Reid subsequently sought habeas relief in the
Virginia Supreme Court, contending, as is relevant here, that his
guilty plea was not knowing and voluntary and that counsel were
constitutionally ineffective for advising him to enter an Alford
plea. The Virginia Supreme Court denied relief, ruling that the
first claim was defaulted and that the second was without merit.
Reid filed this federal habeas petition on November 6, 2000,
claiming that counsel were constitutionally deficient for advising
him to enter an Alford plea, that his Alford plea was not knowing
and voluntary, and that the trial court failed to consider
mitigating evidence.
The district court denied Reid's motions for
discovery and to expand the record but conducted an evidentiary
hearing to determine "what Reid's trial counsel told him about the
effect of his Alford pleas" and "Reid's understanding about the
effect of his Alford pleas." J.A. 379. Following the hearing, the
district court denied the petition, concluding that Reid's claims
regarding counsel's ineffectiveness and the voluntariness of his
plea were without merit and that Reid's claim regarding
consideration of mitigating evidence by the trial court was
procedurally defaulted.
* * * *
The trial court imposed sentence in an
extemporaneous oral ruling. Pinpoint accuracy in phrasing is not a
hallmark of such rulings, and should not be expected.
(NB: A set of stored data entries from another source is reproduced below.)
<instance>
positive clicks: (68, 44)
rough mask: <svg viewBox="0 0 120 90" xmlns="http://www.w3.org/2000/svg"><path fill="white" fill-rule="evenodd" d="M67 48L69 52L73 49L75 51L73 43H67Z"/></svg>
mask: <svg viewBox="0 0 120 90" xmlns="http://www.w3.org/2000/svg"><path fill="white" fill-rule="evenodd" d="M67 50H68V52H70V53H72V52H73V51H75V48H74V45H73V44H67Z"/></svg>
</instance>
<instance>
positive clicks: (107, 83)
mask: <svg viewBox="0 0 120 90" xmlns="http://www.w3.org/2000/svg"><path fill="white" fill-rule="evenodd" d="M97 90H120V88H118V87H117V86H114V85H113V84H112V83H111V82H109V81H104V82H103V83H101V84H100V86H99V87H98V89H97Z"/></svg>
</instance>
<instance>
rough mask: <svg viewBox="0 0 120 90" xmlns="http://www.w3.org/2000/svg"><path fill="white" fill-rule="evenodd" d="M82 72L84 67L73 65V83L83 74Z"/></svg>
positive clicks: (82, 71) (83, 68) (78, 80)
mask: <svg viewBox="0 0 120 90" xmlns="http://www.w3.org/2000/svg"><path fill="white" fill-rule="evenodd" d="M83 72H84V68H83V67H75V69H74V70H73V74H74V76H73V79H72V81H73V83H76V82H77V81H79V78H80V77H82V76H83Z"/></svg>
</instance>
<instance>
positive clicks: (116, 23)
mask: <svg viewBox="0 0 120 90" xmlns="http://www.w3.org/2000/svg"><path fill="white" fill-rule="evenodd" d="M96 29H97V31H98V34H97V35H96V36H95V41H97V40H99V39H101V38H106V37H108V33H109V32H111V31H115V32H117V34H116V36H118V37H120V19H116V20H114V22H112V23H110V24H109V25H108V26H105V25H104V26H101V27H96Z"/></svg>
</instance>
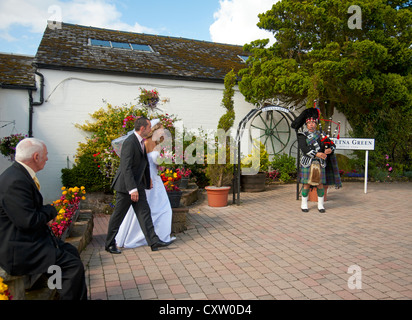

There can be
no question that the court was aware of a duty to consider evidence
favorable to Reid; indeed, the mitigating circumstances were the
subject of lengthy argument by Reid's counsel at two penalty-phase
hearings.
In view of these circumstances, we cannot say that the
Virginia Supreme Court made an unreasonable determination in finding
that the trial court did consider the mitigating evidence proffered
by Reid. Therefore, we must deny relief. See 28 U.S.C.A. §
2254(d)(2).
For the reasons set forth above, we conclude that
the district court correctly denied Reid's petition for a writ of
habeas corpus. We therefore affirm. AFFIRMED.